Indonesia dan Malaysia bersedia menampung pengungsi Rohingya dalam jangka waktu
satu tahun, dan mendorong lembaga terkait seperti International Organization for Migration (IOM) dan United
Nations High Commissioner for Refugees (UNHCR)
ikut serta membantu baik dari segi pendanaan maupun bantuan obat-obatan dan
lain sebagainya.
Jika kita
melihat setiap kebijakan pemerintah Indonesia –masa SBY dan Jokowi –terkait
pengungsi tidak terlalu signifikan, dalam arti Indonesia tidak memberikan
bantuan untuk memberikan suaka kepada para pengungsi, Indonesia hanya
memberikan tempat penampungan sementara dan untuk selanjutnya diserahkan ke
negara-negara yang menandatangani konvensi PBB tahun 1951 tentang pengungsi.
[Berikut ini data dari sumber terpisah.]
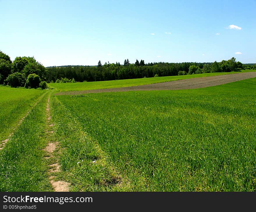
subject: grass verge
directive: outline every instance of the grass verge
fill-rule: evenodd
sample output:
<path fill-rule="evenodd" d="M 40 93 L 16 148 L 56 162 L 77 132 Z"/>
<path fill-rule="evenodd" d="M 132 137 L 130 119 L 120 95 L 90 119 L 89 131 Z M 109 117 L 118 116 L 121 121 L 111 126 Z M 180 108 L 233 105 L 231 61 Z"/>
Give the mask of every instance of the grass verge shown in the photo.
<path fill-rule="evenodd" d="M 33 108 L 0 151 L 0 191 L 53 191 L 43 149 L 47 95 Z"/>

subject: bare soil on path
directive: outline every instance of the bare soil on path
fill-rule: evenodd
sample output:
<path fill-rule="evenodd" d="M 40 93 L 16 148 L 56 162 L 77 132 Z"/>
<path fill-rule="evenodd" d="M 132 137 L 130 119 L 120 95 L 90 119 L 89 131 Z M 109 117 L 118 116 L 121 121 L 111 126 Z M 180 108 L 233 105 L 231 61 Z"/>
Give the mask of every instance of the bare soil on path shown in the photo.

Hal ini dikarenakan Indonesia tidak menandatangani konvensi tentang pengungsi,
sehingga tidak mempunyai kewajiban sebagai negara penerima pengungsi.
Berbagai
alasan mengapa Indonesia belum menandatangani konvensi tersebut lantaran
Indonesia masih mempertimbangkan aspek sosial dan ekonomi.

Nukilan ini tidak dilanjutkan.